The next step was to figure out how to boot the generic kernel, which requires figuring out how to create the appropriate initrd.gz filesystem. The note in /boot/README.initrd is very good, and combined with reading the mkinitrd man page, I had a pretty good idea what I needed to do. Because I am using an ext3 partition for Slackware, I needed to create an initrd image with the modules to support that included. The README file is a bit misleading on this; you don’t have to list the dependent modules in the mkinitrd command, it will find and load those modules on its own. On the other hand, I don’t think the README puts nearly enough emphasis on the fact that you have to give the mkinitrd command the exact name of the kernel you are going to be booting, so that it can find the right modules – and if you are going to use the SMP kernel, you have to specify that in the name as well. So the command that I ended up using, after some experimentation, was this:
mkinitrd -c -k 2.6.29.6-smp -m ext3
Note that you do not have to specify the root filesystem type and location (-f and -r options) to the mkinitrd command . This produces a file called initrd.gz; for convenience and consistency, I renamed that to initrd-2.6.29.6-smp.gz and changed the GRUB boot specification to this:
title Slackware Linux 13.0
root (hd0,8)
kernel /boot/vmlinuz-generic-smp-2.6.29.6-smp root=/dev/sda9 vga=794 ro
initrd /boot/initrd-2.6.29.6-smp
I shutdown and rebooted one more time, and it came up running the generic kernel and everything works just fine.

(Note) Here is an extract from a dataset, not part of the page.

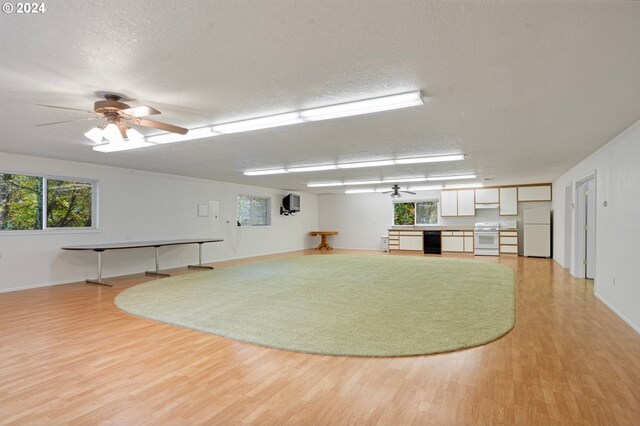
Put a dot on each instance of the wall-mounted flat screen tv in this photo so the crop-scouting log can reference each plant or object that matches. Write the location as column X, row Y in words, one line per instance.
column 291, row 203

Once I got the boot configuration working the way I wanted, I was still confronted with a significant problem – Slackware came up with a plain old text “login: ” prompt on the console. That gave me warm fuzzy feelings of nostalgia inside, because of all the years I have spent working on VT100 (or even LA-36) consoles, but it isn’t what I wanted my fancy Mini-Server to look like. Come to think of it, the installation process hadn’t even created a “normal user” login, there was only a “root” login. So the first thing I had to to was use “adduser” to create my own login name, then I logged in and confirmed that “startx” got me an Xfce desktop (I had selected Xfce during the installation process). After a bit more investigation I learned that the Slackware default runlevel is 3, which is multiuser with a text console; changing that to 4 starts an X11 seesion manager on the console. It surprised me by starting KDE, when I had already seen Xfce come up with “startx”, but when I looked at the rc.4 script, it looks like it only knows about Gnome (GDM), KDE (KDM) and plain old XDM, so I’m going to have to work on that a bit more.
So, there is plenty more to do, but at least I now have Slackware Linux loaded and working on MMS, along with openSolaris, CentOS, Debian, openSuSE, and Fedora 11 & 12. What fun!